Researchers at the University of Illinois Urbana-Champaign have found that AI agents utilizing GPT-4, a powerful language learning model (LLM), can effectively exploit documented cybersecurity vulnerabilities. These types of AI agents are increasingly playing a role in cybercrime.
In particular, the researchers studied the aptitude of such AI agents to exploit “one-day” vulnerabilities, which are identified security flaws within software that have been publicly disclosed but not yet resolved or patched. Exploitation can be done by those with the necessary skills until the vulnerability is addressed, further underlining the significance of early detection.
The standard protocol for detailing these vulnerabilities is the Common Vulnerabilities and Exposures (CVE) system. While it is intended to speed up the remedial process by providing precise information on the flaw, it can indicate potential points of attack for cybercriminals.
In their experiments, the researchers created AI agents using GPT-4, GPT-3.5, along with eight other open-source LLMs.

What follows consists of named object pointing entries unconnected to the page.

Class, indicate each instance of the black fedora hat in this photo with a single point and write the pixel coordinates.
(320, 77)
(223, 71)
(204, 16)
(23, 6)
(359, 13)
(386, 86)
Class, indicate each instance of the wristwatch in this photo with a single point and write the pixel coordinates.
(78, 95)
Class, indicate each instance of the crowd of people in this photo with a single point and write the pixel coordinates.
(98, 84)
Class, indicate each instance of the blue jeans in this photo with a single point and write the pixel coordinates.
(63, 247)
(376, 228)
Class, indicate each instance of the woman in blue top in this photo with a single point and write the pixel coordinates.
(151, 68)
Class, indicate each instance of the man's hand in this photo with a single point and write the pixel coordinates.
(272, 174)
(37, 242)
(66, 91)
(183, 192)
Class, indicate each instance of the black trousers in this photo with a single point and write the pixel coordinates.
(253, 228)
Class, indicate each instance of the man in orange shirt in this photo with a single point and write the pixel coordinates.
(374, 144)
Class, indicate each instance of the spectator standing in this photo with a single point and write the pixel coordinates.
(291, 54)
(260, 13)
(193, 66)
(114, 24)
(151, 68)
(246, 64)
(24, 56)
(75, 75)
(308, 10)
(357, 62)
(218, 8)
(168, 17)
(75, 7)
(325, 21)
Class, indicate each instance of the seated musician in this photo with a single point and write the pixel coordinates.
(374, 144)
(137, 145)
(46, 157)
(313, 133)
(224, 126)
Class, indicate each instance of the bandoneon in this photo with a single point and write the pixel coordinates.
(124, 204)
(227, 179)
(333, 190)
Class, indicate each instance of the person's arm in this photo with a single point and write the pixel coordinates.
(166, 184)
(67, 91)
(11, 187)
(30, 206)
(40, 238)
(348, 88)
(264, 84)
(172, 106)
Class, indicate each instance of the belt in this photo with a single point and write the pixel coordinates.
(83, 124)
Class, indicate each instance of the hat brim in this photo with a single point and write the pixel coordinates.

The agents had access to tools, CVE data, and the ReAct framework for interacting with other software and systems. The agents’ objective was to autonomously exploit a benchmark set of 15 real-world “one-day” vulnerabilities.
The results were intriguing; while GPT-3.5 and the other models failed, GPT-4 managed to exploit 87% of the documented vulnerabilities. However, when the CVE description was removed, the success rate plummeted from 87% to 7%. This data suggests that GPT-4 is effectively able to exploit vulnerabilities when given the CVE details but struggles to identify vulnerabilities independently.
The implications of these findings are substantial. AI technology is lowering the skill threshold necessary for cybercrime and hacking, with the GPT-4 AI agent requiring only 91 lines of code to create. As AI models continue to improve, both the skill requisite and the cost to scale these autonomous attacks are likely to decrease. In their final computation, the researchers found it to be 2.8 times cheaper to use an LLM agent than human labor on these cybersecurity exploits.
The researchers concluded highlighting the necessity for the cybersecurity community to consider the role of autonomous LLM agents. They emphasized the importance of integrating such AI agents as components of cybersecurity defense models. The study also urges LLM providers to analyze the possible implications of their widespread use.